PathoSage: AI Agent for Pathology Evidence Arbitration

Marcus Chen

June 10, 2026

212

original

PathoSage is a novel three-stage AI agent framework designed for slide-level reasoning in pathology. It tackles the challenge of conflicting evidence from various tools and knowledge sources by employing structured evidence deliberation and a training-free Beta-Bernoulli empirical system. This approach independently evaluates contradictory evidence, significantly reducing anchoring bias and enhancing the reliability of multimodal large language models (MLLMs) in critical pathology diagnostics.

Pathology diagnosis is inherently a high-stakes game of inference. A single tissue slide can contain hundreds of fields of view, with critical lesions often hidden in inconspicuous corners. While multimodal large language models (MLLMs) have recently entered this domain, they often introduce new problems: models might hallucinate morphological details when specific features aren't present, or get sidetracked by conflicting retrieved information. This is a far cry from the 'closed chain of evidence' that human pathologists meticulously build.

A recent preprint paper introduces PathoSage, a new framework aiming to resolve these contradictions. Its core idea is refreshingly direct: instead of throwing all evidence into one pot, process each clue independently and sequentially, then make a final, informed judgment.

A Three-Stage Design: Isolation and Arbitration

PathoSage breaks down the complex reasoning process into three distinct phases: knowledge retrieval, evidence collection, and evidence arbitration. In the first stage, the system pulls relevant background information from external knowledge bases, like pathology textbooks or past case studies. The second stage involves calling upon multiple specialized tools—think cell counters or tissue segmentation models—to perform quantitative analysis on the slide images. The real heavy lifting, however, happens in the third stage.

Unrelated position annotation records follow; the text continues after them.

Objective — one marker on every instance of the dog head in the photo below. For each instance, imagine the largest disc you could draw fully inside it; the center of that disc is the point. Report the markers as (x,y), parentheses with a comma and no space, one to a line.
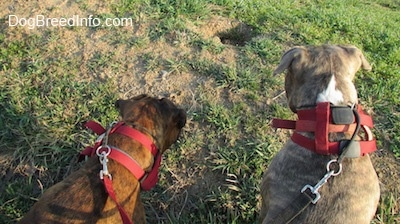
(159,117)
(321,74)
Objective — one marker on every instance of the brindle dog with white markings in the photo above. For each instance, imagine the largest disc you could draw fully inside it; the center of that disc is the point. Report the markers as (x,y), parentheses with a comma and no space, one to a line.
(81,197)
(320,74)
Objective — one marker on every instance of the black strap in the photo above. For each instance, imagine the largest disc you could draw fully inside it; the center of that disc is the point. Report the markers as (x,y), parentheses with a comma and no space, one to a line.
(295,208)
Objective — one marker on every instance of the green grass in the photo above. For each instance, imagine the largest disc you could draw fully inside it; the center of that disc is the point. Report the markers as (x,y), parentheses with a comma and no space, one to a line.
(45,96)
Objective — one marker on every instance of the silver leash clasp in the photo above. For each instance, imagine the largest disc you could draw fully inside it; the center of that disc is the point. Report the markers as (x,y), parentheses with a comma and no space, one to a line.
(329,174)
(103,157)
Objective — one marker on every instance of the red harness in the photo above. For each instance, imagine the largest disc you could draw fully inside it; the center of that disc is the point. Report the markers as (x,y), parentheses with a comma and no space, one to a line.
(324,119)
(105,151)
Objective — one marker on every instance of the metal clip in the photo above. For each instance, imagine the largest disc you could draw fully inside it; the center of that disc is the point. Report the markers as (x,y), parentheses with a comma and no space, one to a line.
(323,180)
(103,160)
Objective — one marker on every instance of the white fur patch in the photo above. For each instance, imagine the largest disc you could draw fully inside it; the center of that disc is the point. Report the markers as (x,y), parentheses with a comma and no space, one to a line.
(331,94)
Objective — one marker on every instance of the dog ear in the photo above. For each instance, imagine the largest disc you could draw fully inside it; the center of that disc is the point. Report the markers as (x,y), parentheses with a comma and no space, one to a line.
(287,59)
(180,118)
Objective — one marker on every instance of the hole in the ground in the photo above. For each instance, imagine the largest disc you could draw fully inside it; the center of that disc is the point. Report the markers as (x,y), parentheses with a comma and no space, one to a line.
(237,36)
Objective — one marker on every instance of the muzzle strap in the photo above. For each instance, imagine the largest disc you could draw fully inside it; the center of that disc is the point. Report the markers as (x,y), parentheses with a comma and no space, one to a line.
(322,112)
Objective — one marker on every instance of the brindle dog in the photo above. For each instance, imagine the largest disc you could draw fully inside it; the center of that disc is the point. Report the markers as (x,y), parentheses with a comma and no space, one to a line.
(81,197)
(320,74)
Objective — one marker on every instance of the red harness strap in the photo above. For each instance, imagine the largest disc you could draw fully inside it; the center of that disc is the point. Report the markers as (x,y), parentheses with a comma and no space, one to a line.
(319,120)
(147,182)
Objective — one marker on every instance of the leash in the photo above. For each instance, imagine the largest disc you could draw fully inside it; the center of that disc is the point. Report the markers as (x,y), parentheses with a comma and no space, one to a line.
(105,151)
(325,119)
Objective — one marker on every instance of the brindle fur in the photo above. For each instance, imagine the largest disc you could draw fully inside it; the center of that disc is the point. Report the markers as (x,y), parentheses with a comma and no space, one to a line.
(351,197)
(81,197)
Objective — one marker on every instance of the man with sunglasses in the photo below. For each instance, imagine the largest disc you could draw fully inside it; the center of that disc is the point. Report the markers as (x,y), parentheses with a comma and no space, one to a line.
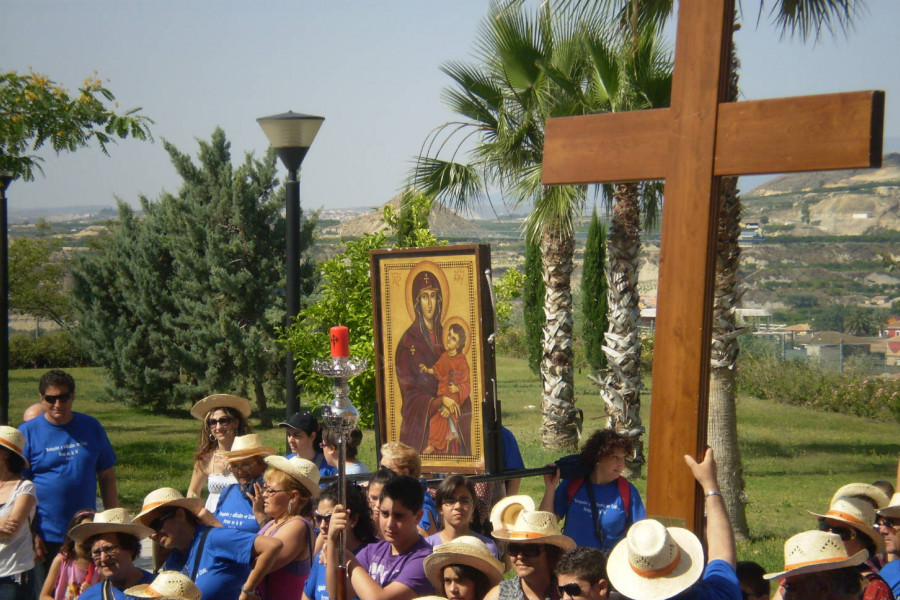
(69,454)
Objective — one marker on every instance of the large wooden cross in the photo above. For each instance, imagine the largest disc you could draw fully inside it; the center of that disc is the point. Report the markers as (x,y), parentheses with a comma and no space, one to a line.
(691,145)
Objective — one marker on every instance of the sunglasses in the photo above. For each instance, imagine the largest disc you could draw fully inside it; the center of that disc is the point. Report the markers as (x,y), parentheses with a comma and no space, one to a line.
(61,398)
(846,533)
(526,550)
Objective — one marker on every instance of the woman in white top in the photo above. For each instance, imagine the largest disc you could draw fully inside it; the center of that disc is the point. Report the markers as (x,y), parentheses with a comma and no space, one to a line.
(224,417)
(17,506)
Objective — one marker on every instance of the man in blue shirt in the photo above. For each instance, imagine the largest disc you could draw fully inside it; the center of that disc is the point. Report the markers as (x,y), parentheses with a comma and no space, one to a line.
(69,454)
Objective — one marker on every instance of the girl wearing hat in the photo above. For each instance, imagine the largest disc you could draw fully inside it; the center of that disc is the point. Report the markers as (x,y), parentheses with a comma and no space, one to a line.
(534,544)
(288,486)
(18,507)
(224,417)
(463,569)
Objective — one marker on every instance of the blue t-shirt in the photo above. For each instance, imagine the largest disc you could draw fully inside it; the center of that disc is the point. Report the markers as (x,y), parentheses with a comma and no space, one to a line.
(512,457)
(610,510)
(235,511)
(719,582)
(224,563)
(65,460)
(95,592)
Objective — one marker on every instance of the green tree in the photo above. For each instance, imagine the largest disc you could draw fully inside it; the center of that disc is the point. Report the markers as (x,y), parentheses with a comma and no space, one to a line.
(36,273)
(35,111)
(533,305)
(593,294)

The lynchpin here is Structured Evidence Deliberation. This module takes all the evidence generated in the first two steps—which can be contradictory and from different modalities—and scrutinizes each piece individually, assessing its credibility. If Tool A suggests high nuclear density, but a retrieved paper indicates low density for that region, the system doesn't just average them out. Instead, it performs a conflict analysis and then generates a final judgment within a fresh, unbiased context. This design deliberately sidesteps common 'anchoring biases,' preventing the model from overemphasizing an initial strong piece of evidence and overlooking other crucial information.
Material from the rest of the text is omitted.